The idea when Cinder was conceived was to leverage assets created for Feral in a different product-market fit, such that we could further development for both games. And here is where perhaps you can help me understand your perspective. We built Feral, every bit of it. Cinder utilizes assets we built - not, in any instance, assets that players built. Feral players lose nothing and are not diminished in any way by WildWorks using assets we created in another game. If reuse of game assets in another title is somehow deleterious to players of the original game, I should think the developers of Halo, Angry Birds, Counterstrike, Candy Crush, etc etc have a lot to answer for.

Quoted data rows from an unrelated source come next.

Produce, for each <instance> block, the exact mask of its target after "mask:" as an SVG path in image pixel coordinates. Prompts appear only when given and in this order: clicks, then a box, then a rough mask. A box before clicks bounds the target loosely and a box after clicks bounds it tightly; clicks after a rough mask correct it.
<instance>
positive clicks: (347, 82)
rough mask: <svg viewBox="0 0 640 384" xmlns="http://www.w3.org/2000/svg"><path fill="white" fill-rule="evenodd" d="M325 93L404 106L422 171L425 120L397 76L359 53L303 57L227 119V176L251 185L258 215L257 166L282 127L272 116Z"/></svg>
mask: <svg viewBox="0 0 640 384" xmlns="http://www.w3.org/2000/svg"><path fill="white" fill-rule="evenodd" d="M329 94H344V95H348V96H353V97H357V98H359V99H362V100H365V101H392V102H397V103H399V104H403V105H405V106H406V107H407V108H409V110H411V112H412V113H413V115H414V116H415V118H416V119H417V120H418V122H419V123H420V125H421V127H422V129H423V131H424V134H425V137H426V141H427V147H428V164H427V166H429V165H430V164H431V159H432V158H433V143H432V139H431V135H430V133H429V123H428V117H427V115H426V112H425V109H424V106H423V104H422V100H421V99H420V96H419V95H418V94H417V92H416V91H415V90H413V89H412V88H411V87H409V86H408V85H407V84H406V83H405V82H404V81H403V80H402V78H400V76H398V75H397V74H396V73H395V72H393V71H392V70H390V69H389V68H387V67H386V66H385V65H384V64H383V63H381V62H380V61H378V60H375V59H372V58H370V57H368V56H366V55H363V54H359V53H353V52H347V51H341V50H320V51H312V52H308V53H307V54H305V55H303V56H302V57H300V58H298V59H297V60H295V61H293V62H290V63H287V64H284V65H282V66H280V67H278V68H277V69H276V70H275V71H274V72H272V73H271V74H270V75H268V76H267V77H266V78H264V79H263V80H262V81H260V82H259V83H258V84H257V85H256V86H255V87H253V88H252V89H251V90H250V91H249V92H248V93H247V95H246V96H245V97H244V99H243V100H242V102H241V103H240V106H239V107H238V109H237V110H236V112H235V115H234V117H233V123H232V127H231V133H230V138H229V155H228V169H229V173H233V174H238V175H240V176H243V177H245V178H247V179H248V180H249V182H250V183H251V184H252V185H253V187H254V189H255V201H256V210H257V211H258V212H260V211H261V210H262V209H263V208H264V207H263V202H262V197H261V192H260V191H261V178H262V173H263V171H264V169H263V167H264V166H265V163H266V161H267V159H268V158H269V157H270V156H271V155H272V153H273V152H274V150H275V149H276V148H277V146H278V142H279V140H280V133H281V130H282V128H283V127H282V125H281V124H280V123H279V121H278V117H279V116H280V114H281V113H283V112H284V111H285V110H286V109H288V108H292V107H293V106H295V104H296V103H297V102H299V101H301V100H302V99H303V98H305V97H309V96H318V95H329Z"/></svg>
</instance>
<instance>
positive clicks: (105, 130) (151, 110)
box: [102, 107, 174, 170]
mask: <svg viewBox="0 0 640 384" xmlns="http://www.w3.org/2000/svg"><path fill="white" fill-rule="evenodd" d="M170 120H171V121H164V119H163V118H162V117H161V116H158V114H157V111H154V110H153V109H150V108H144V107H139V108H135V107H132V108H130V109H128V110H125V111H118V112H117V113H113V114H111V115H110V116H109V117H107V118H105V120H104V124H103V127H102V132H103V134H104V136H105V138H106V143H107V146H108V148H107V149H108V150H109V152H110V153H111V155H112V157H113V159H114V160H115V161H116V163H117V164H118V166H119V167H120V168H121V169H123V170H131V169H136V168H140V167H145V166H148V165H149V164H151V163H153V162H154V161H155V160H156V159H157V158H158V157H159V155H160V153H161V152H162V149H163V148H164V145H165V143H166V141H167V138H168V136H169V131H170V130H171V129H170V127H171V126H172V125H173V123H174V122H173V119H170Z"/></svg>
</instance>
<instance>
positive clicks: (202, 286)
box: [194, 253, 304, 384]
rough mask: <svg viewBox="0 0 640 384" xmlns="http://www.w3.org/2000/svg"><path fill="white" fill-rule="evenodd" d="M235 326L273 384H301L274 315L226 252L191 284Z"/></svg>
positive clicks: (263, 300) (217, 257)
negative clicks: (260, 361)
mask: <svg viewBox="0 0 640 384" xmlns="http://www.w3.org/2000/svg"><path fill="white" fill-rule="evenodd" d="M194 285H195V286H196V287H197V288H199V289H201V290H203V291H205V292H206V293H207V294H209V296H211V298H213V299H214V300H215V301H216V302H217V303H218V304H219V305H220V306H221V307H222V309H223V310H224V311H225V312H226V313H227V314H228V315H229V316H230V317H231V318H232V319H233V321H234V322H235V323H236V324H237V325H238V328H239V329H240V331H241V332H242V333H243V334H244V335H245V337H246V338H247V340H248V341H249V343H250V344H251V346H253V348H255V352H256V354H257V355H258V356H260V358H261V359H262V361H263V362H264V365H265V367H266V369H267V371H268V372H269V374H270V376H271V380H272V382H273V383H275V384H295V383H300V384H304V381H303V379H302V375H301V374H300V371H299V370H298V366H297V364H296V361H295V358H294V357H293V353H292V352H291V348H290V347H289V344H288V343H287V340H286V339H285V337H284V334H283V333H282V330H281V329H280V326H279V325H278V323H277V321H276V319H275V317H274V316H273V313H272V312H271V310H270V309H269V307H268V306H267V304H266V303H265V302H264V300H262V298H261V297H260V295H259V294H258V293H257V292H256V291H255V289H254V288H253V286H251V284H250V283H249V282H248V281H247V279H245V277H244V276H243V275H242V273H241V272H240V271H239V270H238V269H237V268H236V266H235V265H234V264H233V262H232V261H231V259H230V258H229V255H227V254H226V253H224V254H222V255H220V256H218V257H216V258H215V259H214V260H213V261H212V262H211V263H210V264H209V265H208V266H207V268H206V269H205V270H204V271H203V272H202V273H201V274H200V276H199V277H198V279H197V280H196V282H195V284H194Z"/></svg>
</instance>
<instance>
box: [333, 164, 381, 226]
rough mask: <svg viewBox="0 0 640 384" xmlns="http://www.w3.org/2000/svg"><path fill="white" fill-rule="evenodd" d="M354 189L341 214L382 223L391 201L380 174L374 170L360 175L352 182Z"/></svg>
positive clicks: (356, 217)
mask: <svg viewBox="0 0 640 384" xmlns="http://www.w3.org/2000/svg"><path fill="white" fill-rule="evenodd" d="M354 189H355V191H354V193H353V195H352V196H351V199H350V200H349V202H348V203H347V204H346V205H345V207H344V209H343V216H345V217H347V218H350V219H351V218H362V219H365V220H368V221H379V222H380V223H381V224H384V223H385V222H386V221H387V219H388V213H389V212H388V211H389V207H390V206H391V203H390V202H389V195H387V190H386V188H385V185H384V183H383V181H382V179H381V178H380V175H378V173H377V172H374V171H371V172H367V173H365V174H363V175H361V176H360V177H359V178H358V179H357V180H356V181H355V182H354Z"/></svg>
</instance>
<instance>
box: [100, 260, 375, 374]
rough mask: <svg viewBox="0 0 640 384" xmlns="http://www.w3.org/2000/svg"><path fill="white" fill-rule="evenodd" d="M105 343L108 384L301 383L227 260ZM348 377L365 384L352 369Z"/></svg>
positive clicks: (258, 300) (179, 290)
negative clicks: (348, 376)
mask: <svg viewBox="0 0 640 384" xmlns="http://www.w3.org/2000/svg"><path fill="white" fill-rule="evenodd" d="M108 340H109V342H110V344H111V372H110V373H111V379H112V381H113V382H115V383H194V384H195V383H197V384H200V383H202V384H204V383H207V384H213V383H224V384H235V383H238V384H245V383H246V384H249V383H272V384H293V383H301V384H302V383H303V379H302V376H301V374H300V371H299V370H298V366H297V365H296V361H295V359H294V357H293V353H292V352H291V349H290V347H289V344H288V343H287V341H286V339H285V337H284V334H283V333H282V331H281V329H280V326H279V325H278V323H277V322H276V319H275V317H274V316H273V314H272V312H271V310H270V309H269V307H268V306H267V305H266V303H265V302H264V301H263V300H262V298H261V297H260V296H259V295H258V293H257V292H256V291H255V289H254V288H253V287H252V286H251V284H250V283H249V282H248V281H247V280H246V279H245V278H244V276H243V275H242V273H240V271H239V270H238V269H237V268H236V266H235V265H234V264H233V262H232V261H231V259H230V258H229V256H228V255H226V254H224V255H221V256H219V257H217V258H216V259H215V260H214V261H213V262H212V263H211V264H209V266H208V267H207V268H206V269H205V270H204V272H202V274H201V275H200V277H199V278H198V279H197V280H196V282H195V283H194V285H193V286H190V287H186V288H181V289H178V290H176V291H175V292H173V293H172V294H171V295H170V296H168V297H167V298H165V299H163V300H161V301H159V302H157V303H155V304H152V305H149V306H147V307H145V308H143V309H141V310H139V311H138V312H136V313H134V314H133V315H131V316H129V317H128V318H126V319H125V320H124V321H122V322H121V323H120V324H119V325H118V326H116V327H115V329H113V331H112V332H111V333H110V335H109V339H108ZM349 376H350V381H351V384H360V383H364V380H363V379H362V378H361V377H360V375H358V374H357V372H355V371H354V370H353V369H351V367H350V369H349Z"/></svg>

You "presume" the mechanics of Feral are also being reused, but you have no idea what the core mechanics of Cinder actually are or will be. But even if it was the same game released under a different title (which it emphatically is not), how exactly are Feral players made to suffer by this? By seeing people they don't like interacting with this art in a different context? By assuming without any evidence that bugs won't be fixed as quickly? Is it that they feel some exclusive claim to every polygon in a game 97% of them never paid anything to play?
To your point about messaging to the community being a disaster; well, obviously it has and that's on me. I've asked a few community members how they think we could have handled it better; thus far the only responses I've heard have been 'don't make an NFT game in the first place.' Fair enough, I understand their perspective. But if you have any ideas to offer on how we could have better announced that we ARE doing an NFT game, I'm always grateful for feedback.